I have the following B-tree structure:
[10, 20, 30]
/ |
[1, 5, 7] [11, 15, 18] [21, 25, 28, 35]
Suppose I have a query: SELECT * FROM table WHERE id = 15.
From my understanding, the process involves:
- Start with the Root Node:
- The root node
[10, 20, 30]
is fetched from the disk to memory in a single read operation. - The processor compares the key 15 with the keys in the root node and determines that it should follow the second child pointer, leading to the node
[11, 15, 18]
.
- Fetch the Next Relevant Node:
- A second read operation fetches the node
[11, 15, 18]
from the disk to memory. - The processor then searches within this node to find the key
15
.
So, the process involves:
- First Disk Read: Fetch the root node
[10, 20, 30]
. - Processor Comparison: Determine which child node to access.
- Second Disk Read: Fetch the relevant child node
[11, 15, 18]
. - Processor Comparison: Locate the key 15 within the node
[11, 15, 18]
.
My FISRT question is: Does this description accurately represent how disk reads and processor comparisons are handled during a query on a B-tree? Is there anything I am missing or misunderstanding about this process?

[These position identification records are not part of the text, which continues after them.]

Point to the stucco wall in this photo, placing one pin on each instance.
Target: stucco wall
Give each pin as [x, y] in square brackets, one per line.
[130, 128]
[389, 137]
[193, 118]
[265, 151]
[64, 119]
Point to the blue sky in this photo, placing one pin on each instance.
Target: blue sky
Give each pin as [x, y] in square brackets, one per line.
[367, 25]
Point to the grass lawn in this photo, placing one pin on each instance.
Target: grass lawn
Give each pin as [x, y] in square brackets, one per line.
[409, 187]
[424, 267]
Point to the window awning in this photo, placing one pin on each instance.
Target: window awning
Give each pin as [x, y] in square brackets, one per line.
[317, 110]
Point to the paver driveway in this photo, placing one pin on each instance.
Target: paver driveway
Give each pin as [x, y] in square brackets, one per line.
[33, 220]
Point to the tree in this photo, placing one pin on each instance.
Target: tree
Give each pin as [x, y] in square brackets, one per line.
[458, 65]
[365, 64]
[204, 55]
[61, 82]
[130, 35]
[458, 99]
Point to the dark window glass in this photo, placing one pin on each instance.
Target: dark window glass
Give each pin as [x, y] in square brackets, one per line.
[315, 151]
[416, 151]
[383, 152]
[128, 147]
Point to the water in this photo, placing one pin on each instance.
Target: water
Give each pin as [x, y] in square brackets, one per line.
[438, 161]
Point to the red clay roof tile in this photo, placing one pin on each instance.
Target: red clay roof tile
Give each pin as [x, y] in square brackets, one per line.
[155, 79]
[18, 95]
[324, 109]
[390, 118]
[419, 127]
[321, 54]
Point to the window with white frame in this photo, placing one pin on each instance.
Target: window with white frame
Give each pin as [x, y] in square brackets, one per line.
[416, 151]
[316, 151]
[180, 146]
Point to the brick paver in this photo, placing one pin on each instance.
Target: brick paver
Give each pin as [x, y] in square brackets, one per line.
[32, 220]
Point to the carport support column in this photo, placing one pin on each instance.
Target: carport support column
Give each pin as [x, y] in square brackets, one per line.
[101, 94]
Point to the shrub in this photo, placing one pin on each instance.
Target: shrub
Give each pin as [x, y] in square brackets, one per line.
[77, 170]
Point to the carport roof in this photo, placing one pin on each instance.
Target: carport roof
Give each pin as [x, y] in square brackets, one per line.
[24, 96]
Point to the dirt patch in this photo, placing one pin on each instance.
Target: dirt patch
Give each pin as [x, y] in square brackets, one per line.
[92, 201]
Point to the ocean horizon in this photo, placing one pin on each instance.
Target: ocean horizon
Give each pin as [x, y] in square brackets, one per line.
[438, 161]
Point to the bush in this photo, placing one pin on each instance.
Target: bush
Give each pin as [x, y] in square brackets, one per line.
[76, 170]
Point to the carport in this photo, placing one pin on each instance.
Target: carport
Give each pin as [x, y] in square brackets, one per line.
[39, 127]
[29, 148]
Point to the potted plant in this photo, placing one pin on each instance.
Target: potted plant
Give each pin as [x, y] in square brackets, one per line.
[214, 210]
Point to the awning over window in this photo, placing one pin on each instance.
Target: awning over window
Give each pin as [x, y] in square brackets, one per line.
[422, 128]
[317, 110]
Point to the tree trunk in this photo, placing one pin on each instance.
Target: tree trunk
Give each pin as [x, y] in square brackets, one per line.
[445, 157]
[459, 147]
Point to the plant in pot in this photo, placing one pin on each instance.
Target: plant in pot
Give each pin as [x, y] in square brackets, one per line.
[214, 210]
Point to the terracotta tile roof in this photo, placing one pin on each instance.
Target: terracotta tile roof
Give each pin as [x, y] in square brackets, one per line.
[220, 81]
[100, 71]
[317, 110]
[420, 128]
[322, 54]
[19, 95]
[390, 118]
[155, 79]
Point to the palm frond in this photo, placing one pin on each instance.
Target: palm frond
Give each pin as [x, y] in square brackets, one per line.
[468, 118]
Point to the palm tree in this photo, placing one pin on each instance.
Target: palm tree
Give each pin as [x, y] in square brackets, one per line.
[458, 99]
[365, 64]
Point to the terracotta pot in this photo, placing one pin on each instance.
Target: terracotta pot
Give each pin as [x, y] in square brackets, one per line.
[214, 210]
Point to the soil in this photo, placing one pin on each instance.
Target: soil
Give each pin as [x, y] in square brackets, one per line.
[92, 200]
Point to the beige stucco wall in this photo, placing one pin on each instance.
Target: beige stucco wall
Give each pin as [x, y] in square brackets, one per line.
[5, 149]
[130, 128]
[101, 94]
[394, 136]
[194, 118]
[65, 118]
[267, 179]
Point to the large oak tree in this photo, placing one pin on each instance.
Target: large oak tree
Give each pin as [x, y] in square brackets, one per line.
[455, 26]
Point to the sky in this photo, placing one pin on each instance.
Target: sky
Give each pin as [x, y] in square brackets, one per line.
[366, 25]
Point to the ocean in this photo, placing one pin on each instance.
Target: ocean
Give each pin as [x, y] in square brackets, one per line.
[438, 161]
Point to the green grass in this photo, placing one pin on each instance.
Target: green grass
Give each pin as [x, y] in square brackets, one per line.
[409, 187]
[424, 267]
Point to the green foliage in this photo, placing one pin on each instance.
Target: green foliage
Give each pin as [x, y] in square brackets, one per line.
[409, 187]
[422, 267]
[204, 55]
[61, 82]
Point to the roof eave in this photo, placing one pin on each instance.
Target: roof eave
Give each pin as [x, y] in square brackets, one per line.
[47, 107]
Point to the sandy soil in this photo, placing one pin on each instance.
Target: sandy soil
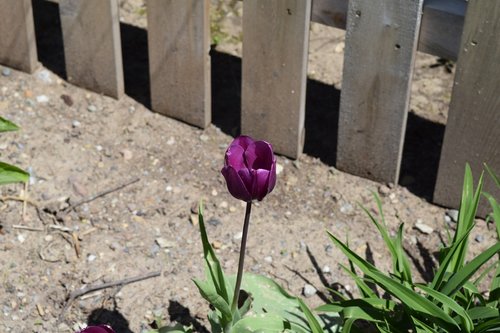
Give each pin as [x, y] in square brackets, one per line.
[78, 144]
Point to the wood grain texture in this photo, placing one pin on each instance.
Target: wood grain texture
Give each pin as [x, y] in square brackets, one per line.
[442, 23]
[179, 45]
[275, 46]
[17, 35]
[473, 129]
[381, 42]
[92, 46]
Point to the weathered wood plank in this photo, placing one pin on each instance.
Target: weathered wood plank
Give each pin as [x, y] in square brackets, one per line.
[381, 43]
[17, 35]
[442, 23]
[473, 129]
[92, 47]
[275, 48]
[179, 44]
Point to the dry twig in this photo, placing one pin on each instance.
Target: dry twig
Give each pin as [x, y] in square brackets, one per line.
[80, 292]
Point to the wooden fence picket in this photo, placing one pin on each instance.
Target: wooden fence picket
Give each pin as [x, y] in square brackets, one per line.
[179, 62]
[274, 68]
[381, 42]
[473, 129]
[92, 47]
[17, 35]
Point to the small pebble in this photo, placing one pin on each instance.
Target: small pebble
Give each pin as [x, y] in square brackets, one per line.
[214, 222]
[346, 208]
[42, 99]
[127, 154]
[453, 214]
[479, 238]
[163, 243]
[21, 238]
[309, 290]
[67, 100]
[6, 71]
[44, 76]
[423, 228]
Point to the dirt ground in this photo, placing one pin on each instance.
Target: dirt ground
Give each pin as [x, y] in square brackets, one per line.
[78, 145]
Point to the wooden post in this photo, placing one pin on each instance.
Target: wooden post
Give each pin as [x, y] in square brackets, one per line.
[473, 128]
[179, 45]
[17, 35]
[92, 48]
[274, 68]
[381, 42]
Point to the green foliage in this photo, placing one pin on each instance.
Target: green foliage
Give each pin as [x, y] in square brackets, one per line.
[266, 306]
[451, 302]
[8, 173]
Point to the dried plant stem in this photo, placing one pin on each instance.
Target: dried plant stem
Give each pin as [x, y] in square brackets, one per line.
[241, 261]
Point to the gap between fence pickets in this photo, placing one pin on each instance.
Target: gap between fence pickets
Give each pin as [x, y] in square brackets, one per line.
[473, 127]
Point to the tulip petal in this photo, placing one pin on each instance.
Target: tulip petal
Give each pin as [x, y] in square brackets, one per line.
[272, 177]
[234, 157]
[259, 155]
[235, 184]
[242, 141]
[260, 183]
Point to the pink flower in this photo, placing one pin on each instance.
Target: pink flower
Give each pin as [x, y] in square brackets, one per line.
[97, 329]
[249, 168]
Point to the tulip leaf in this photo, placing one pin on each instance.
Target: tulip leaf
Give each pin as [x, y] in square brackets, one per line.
[314, 325]
[214, 268]
[11, 174]
[7, 126]
[208, 292]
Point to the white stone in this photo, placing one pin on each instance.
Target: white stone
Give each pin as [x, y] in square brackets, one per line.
[309, 290]
[423, 228]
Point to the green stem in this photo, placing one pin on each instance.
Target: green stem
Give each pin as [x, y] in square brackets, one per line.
[239, 277]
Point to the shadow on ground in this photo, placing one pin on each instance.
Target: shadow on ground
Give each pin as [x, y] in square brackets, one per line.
[179, 313]
[423, 138]
[112, 318]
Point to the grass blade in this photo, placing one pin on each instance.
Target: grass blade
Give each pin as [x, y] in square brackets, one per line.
[411, 299]
[458, 279]
[451, 304]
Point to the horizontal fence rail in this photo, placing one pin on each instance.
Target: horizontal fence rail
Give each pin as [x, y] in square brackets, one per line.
[381, 42]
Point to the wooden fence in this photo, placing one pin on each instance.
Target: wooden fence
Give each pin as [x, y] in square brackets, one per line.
[382, 39]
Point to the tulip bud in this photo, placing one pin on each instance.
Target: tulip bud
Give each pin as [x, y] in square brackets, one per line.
[97, 329]
[249, 168]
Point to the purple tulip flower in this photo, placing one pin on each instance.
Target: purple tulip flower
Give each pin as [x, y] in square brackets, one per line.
[97, 329]
[249, 169]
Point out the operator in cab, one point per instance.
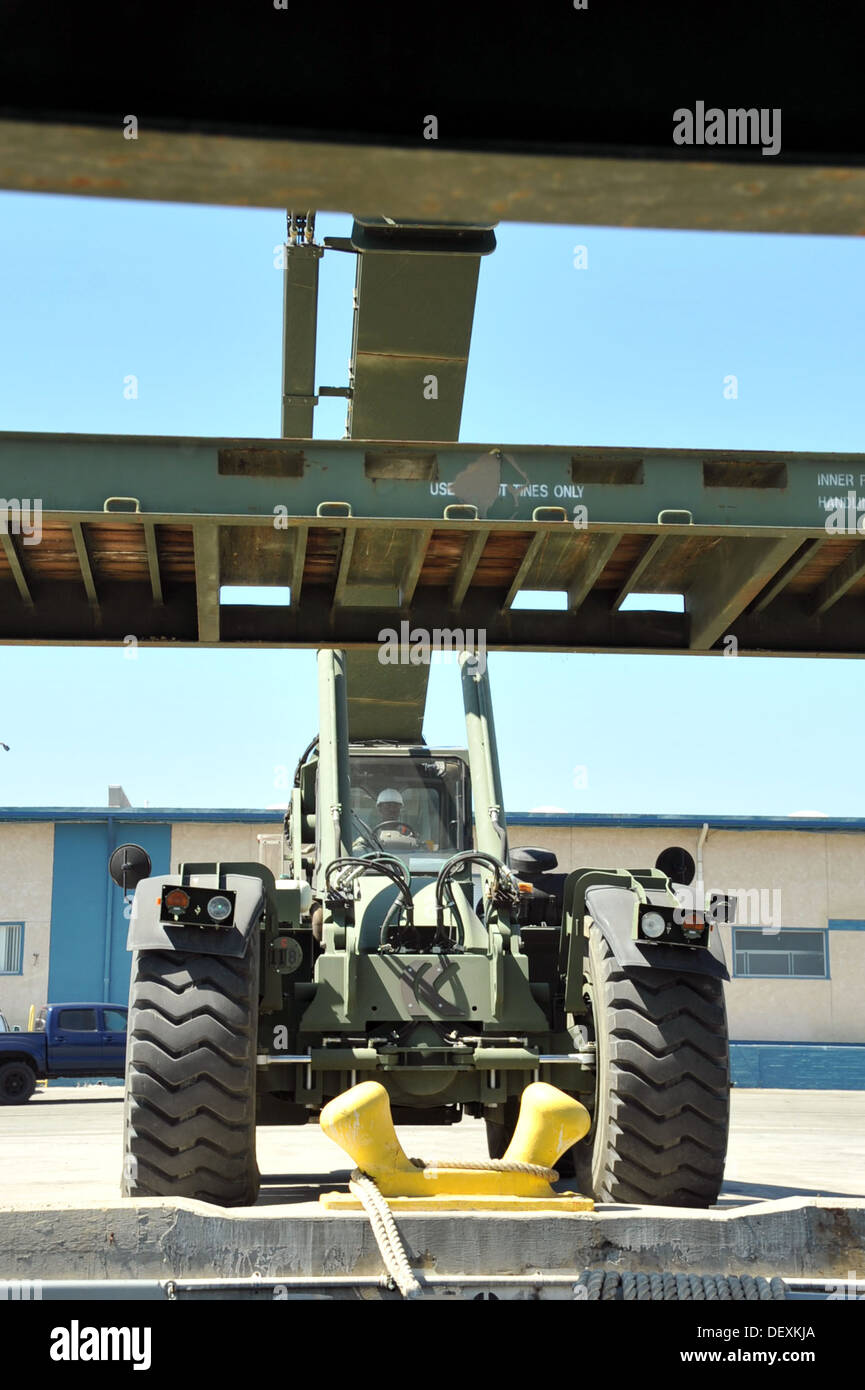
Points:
(391, 830)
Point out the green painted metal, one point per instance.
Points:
(410, 344)
(483, 759)
(299, 327)
(384, 701)
(334, 786)
(383, 481)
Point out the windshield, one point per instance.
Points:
(409, 805)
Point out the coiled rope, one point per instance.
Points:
(384, 1226)
(601, 1285)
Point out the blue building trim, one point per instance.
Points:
(798, 1066)
(139, 815)
(238, 815)
(88, 954)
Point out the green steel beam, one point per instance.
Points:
(387, 481)
(206, 548)
(384, 701)
(84, 560)
(840, 580)
(577, 189)
(729, 578)
(299, 327)
(789, 571)
(410, 344)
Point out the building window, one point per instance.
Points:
(11, 947)
(791, 954)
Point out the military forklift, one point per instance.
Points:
(405, 943)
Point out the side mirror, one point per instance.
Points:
(529, 862)
(677, 865)
(128, 865)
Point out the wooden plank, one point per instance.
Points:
(298, 563)
(415, 565)
(345, 563)
(156, 580)
(14, 563)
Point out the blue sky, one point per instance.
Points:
(630, 350)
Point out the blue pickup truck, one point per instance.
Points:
(68, 1040)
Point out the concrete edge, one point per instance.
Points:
(155, 1239)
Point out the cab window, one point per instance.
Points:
(77, 1020)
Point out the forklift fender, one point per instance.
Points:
(149, 933)
(615, 912)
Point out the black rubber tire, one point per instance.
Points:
(499, 1134)
(662, 1105)
(17, 1083)
(189, 1115)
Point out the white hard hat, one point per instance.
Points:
(390, 795)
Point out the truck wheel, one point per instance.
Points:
(17, 1083)
(189, 1116)
(662, 1096)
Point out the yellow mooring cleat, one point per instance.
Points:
(550, 1122)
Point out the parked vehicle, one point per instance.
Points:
(68, 1040)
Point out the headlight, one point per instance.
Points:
(652, 925)
(219, 908)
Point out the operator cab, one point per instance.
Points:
(412, 802)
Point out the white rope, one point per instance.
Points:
(384, 1226)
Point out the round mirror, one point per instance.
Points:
(128, 865)
(676, 863)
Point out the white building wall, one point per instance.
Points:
(27, 870)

Secondly, I have read the following quote in another Stack Overflow post Advantage of B+ trees over BSTs:
“A BST touches fewer memory locations on lookups than B trees, but the cost of those accesses is high because each access likely costs a cache miss.”
When converting the above B-tree to a BST, it would look something like this:
10
/
5 20
/ /
1 7 15 30
/
25 35
28
For a query SELECT * FROM table WHERE id = 15 in this BST, three nodes are accessed (10, 20, 15). My SECOND questions are:
- What does “Fewer Memory Locations” mean in this context?
- Why is the cost of accesses considered high due to cache misses?
- With a B-tree, two nodes are accessed (root and child node), but the quote implies that BST touches fewer memory locations. How can three node accesses in a BST be considered fewer memory locations than two node accesses in a B-tree?
Thank you for your help! (Any detailed explanations or references to documentation would be greatly appreciated!)